The question lingered in the air about whether the firm was simply in the eye of the storm. Schwartz explained that Bear had been working with Lazard to arrange the facility with JPMorgan, which he hoped “will allow us to achieve the objective of calming down the marketplace and giving us the chance to get some facts out into the marketplace.” Schwartz said Bear would continue working with Lazard on “alternatives”—often banker code for pursuing a sale of the company—“with a focus on ensuring that we can handle and protect our customers well and at the same time maximize shareholder value.” Schwartz then opened up the call to questions and said he looked forward to speaking with everyone again on Monday for the earnings release.

Guy Moszkowski, Merrill Lynch's Wall Street research analyst, asked the executives to explain, if they could, what had led to the liquidity crunch. Was it the failure of overnight lenders in the repo market to offer financing, the withdrawal by hedge funds of the free cash balances from their accounts, or both? Molinaro responded: “I would say that it's really a combination thereof.”

There was also the not unexpected question, asked by Nick Elfner,
at Wellington Management, about whether Schwartz could share more information about the new credit facility and how it would work. Without getting into the details—probably because he did not know himself— Schwartz tried to provide assurance that the new financing would allow the firm to continue to operate as close to normally as possible. “The facility that we have basically is lending against a lot of collateral that we have, and essentially provides all of the liquidity we're going to need to maintain a regular course of business,” he answered. “We just want to make this point: The reason—one of the reasons, amongst others— that we went to JPMorgan, after thinking about our alternatives, was that JPMorgan is a clearing agent for our collateral. Therefore, it was easy for them to see the kind and quality of the collateral that we had available and therefore could move very, very quickly.” Molinaro elaborated briefly that the new financing would allow Bear Stearns to pledge its collateral and borrow against it. “That is what was really causing the difficulty,” he said.

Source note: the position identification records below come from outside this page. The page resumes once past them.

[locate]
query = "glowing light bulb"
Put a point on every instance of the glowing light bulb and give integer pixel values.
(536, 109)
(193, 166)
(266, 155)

Before the call ended, Schwartz said he was confident the credit facility would calm down the marketplace and allow Bear Stearns to fashion a more permanent solution. “I think [with] the terms and size, we will be able to convince customers and counterparties that we have the ability to fund ourselves every day, to do business as usual,” he concluded. “But I think, frankly, what this is, is a bridge to a more permanent solution.”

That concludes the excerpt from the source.